H2A, H2B, H2C, H2D: Second period high-end production in scenario
A, B, C, and D
LSA, LSB, LSC, LSD: Sales of low-end in each scenario
HSA, HSB, HSC, HSD: Sales of high-end in each scenario
LWA, LWB, LWC, LWD: Unsold (wasted) low end in each scenario
HWA, HWB, HWC, HWD: Unsold (wasted) high end in each scenario
max -25 l1 - 50 h1
+40 lsa + 50hsa-20 lwa-30hwa
+60 lsb + 75hsb-30 lwb-45lwb
+80 lsc + 100hsc-40 lwc-60lwc
+20 lsd + 25hsd-10 lwd-15lwd
st
l1+l2a-lwa - lsa = 0
lsa < 1000
h1+h2a-hwa - hsa = 0
hsa < 1000
l2a+h2a < 2000
l1+l2b-lwb - lsb = 0
lsb < 1100
h1+h2b-hwb - hsb = 0
hsb < 2400
l2b+h2b < 2000
l1+l2c-lwc - lsc = 0
lsc < 2000
h1+h2c-hwc - hsc = 0
hsc < 1500
l2c+h2c < 2000
l1+l2d-lwd - lsd = 0
lsd < 2000
h1+h2d-hwd - hsd = 0
hsd < 2600
l2d+h2d < 2000
l1+h1 < 1500
end
First, the expected profit from, say, LSA, is 200 (the profit) times 0.2 (the probability). Second, there is no L1A, L1B and so on since the first decision must be made without information about the set.
The optimal solution to this model is:
L1 1000.000000
H1 500.000000
LSA 1000.000000
HSA 1000.000000
LSB 1100.000000
HSB 2400.000000
LSC 2000.000000
HSC 1500.000000
LSD 1000.000000
HSD 2500.000000
H2A 500.000000
L2B 100.000000
H2B 1900.000000
L2C 1000.000000
H2C 1000.000000
H2D 2000.000000
with the rest of the variables having value 0. The optimal first period decision doesn't match up the the best decision for any scenario!
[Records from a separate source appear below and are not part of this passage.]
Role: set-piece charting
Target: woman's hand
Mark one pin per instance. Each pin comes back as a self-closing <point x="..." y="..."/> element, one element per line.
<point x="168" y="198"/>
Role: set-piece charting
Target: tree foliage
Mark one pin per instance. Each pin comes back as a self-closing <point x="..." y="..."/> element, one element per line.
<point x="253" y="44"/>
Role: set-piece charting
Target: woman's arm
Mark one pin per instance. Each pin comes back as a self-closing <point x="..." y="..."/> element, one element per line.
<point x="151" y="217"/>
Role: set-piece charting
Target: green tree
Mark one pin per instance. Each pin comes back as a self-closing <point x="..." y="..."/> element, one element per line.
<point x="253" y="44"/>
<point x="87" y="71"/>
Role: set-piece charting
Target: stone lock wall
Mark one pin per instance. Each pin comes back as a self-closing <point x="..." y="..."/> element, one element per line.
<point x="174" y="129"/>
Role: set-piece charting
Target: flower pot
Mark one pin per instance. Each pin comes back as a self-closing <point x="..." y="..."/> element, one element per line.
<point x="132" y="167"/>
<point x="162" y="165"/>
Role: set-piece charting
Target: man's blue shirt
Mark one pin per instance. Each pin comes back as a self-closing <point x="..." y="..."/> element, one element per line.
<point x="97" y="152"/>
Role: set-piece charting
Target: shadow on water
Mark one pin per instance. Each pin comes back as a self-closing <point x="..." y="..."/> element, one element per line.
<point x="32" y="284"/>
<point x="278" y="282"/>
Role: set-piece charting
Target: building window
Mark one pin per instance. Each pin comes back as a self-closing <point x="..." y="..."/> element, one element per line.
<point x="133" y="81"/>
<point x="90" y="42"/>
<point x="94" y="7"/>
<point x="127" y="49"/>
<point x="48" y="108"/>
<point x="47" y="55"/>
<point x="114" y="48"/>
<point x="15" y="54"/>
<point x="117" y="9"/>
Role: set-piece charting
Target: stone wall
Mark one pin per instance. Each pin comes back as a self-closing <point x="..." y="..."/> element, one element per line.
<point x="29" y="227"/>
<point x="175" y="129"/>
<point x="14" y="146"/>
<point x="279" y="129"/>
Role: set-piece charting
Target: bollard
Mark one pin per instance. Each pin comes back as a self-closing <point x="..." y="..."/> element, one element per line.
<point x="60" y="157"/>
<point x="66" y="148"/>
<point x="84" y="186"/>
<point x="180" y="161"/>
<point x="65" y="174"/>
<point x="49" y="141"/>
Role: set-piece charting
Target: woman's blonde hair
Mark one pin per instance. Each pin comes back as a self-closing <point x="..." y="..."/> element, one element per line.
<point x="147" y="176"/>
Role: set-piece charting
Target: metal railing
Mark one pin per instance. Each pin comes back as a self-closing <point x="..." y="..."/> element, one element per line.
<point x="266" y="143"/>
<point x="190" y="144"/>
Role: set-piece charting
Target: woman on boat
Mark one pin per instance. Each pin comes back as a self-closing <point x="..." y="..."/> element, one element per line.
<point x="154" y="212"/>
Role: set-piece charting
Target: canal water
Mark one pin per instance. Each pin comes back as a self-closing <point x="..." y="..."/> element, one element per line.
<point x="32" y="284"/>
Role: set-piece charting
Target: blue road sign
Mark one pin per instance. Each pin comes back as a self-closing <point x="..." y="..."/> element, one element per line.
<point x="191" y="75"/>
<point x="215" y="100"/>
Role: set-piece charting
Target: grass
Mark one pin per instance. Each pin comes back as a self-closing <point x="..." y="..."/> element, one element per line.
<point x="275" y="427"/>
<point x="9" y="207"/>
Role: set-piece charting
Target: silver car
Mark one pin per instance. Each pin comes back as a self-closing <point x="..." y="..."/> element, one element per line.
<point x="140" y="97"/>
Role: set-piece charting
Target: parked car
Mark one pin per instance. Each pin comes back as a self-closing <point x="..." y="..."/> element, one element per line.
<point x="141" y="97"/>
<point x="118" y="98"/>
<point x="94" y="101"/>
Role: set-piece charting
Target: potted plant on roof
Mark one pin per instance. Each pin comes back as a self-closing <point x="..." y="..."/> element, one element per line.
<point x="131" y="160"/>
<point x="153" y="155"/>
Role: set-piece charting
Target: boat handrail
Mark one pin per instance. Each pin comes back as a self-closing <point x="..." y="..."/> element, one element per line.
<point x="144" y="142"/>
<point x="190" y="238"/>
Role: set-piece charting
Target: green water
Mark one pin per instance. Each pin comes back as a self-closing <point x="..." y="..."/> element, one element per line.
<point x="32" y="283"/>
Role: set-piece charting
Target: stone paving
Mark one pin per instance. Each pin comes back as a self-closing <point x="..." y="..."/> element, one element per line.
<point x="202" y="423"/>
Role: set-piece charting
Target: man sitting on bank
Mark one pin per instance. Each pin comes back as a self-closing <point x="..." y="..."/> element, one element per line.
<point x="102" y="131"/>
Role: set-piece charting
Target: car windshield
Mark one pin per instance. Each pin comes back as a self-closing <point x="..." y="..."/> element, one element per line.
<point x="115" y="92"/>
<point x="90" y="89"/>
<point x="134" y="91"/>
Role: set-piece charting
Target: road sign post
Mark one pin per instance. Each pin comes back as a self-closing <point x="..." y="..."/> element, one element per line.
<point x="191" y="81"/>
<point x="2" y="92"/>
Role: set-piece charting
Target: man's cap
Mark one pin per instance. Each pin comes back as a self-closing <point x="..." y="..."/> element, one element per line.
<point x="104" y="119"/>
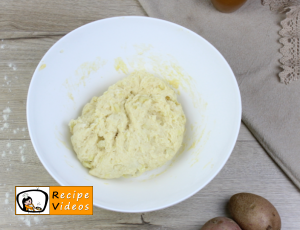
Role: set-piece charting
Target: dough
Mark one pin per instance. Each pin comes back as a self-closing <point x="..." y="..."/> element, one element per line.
<point x="135" y="126"/>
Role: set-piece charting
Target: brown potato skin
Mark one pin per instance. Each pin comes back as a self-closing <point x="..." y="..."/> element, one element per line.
<point x="253" y="212"/>
<point x="220" y="223"/>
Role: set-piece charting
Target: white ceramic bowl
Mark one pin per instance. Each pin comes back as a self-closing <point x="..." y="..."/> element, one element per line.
<point x="83" y="64"/>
The value for this solution is $678,500. If we knew the future, we could make the optimal choice for each possibility. The expect value in such a situation is $694,500. The value we could then place on learning the future is $16,000. We would be willing to pay up to $16,000 to learn next period's demand before this period's production decision.
Expected value is not the only possible objective. For instance, it may be that we are unwilling to take a loss in any possible future. Our goal could then be to maximize expected value subject to never having a loss. This would have the same objective, but we would add constraints of the form:
-25 l1 - 50 h1 + 200 lsa + 150 hsa - 100 lwa - 150 hwa >= 0
Or the objective might be to maximize the minimum profit we make. This and many other objectives can be handled by this linear program.